We’ve also had a family fest happened here in Mason Park in Houston. We wanted to have an event to bring together families that maybe wouldn’t be able to take off a day of work or school to be with us today, over the weekend. And “Cry You One” is performance that comes out of southeast Louisiana, a couple of New Orleans theater groups that are part of the Gulf Future Coalition put on a full-scale performance in Mason Park. And so, that performative aspect and kind of the arts-based aspect is also part of our week of action.

So we’re really trying to see action as being not just things like rallies, but also things like bringing community together, experiencing art that is trying to say something about the conditions that we live in. So really, bringing together community through a variety of means. So this week of action, we’ve really tried to highlight that.

But there’s a lot of different ways folks can engage and rise up and that’s one of the big, central messages of the Gulf South Rising movement initiative that we’re launching this week. It goes from now until the end of the year, in particular with the ten year observance of Katrina and Rita in August and September. We really see this movement as continuing and we hope to bring a delegation of Gulf South residents and citizens and tribal members to the climate negotiations in Paris at the end of the year. So, this is the beginning of a trajectory of movement-building and we’re looking forward to that continuing from now until the end of the year.

SY: One of the stated goals of the Gulf South Rising movement is to shift narrative away from one of resilience to resistance? Can you explain a bit more about why?
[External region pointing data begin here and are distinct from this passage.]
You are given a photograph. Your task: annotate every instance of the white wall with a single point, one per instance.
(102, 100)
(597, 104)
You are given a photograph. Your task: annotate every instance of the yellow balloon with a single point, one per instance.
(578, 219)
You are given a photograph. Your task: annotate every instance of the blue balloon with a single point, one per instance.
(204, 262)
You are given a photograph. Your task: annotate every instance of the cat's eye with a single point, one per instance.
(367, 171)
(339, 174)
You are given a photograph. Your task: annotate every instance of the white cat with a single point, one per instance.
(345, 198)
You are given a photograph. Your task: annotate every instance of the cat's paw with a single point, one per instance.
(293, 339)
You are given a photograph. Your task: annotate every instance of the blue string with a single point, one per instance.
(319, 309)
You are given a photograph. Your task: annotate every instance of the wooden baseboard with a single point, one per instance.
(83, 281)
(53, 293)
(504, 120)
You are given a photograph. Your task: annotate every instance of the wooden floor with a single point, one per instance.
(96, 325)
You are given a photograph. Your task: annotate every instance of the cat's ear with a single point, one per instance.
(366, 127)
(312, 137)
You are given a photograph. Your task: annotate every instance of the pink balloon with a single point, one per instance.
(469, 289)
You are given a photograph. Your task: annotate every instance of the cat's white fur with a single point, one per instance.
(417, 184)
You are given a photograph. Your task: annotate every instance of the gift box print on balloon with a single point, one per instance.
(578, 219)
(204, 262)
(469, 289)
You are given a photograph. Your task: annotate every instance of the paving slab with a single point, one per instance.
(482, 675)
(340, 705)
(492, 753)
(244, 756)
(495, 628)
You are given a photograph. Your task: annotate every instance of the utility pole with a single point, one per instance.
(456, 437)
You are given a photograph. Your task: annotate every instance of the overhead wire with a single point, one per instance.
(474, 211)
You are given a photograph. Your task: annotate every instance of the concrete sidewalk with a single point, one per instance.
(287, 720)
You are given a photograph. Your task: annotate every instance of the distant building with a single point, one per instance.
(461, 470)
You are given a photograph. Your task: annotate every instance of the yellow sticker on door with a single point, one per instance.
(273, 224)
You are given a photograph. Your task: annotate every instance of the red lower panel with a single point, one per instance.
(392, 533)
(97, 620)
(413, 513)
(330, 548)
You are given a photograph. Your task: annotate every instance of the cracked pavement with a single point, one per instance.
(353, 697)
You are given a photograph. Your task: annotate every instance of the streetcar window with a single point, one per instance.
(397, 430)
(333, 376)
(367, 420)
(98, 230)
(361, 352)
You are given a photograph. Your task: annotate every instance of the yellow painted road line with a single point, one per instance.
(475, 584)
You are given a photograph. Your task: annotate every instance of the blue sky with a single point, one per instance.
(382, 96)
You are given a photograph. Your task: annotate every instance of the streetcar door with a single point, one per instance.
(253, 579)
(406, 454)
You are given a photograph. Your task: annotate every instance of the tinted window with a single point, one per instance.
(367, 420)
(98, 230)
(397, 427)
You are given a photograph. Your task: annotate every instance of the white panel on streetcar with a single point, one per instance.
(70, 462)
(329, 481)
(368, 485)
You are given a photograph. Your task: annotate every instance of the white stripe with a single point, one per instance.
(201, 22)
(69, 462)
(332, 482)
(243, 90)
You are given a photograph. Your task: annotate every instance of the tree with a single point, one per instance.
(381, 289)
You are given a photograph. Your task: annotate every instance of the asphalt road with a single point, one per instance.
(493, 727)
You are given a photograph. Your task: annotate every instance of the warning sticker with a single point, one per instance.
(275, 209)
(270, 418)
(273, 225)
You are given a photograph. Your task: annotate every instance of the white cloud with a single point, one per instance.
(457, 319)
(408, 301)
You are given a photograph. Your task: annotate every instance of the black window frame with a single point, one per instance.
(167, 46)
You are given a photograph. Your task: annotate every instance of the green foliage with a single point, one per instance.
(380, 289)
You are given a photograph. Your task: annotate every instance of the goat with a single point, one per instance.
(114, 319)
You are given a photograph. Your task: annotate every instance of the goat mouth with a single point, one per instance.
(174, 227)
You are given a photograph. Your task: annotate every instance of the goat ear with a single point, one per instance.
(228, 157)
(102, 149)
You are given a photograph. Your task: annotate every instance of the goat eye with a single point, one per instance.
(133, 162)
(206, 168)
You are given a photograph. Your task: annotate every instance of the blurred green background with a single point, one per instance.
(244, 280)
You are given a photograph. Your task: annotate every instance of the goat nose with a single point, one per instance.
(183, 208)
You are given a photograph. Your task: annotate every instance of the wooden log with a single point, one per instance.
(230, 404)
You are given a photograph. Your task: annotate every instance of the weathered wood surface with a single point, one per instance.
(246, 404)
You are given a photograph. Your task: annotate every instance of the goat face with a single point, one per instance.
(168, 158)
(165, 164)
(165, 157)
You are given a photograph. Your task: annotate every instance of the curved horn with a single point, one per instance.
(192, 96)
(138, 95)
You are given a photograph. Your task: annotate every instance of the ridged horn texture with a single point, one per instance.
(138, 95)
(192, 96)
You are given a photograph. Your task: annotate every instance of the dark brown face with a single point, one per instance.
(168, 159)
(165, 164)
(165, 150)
JD: The term resilience is one of those terms has really, we feel, been overused and at this point, particularly in this region, where folks are still recovering from Katrina, from Rita, from Isaac, from the BP oil disaster. The term is being now used by decision makers and corporate criminals to say: “Well, whatever happens, they’ll come back up. We can just continue to push on them and extract from them and not do right by them because they are resilient.” And what we want to say is that, as a region, we are resistant. We are not going to take that kind of treatment any more. We are not going to accept the fact that the resources that need to be invested in our region are not being invested because we are “resilient.” That’s not OK.

We need to see significant infrastructure. We need to see the East Coast, the West Coast, the Midwest, the other parts of this country that benefit from all of the resources of this region, they need to start realizing that if they don’t shift their ways, we are going to continue to suffer things like the BP oil disaster, the impacts of climate change, land sinking in Louisiana.

So we really want to say that our resistance movement is about not only for us to say no to the corporations and to the folks that are extracting from us, but also to resist this narrative that has emerged that resilient communities can take anything. Yes, we are strong, but we are resistant.

Resilience is not a term to be used for us to be exploited. We’re rising up, were fighting back and we are ready to build a movement; a movement here that is rooted in the longest legacy of movement building in the country comes out of the South. And so, we really want to honor that legacy and continue that fight that has never really ended.

 


Jayeesha Dutta of the New Orleans-based Gulf Future Coalition. She joined us by phone from Houston, Texas.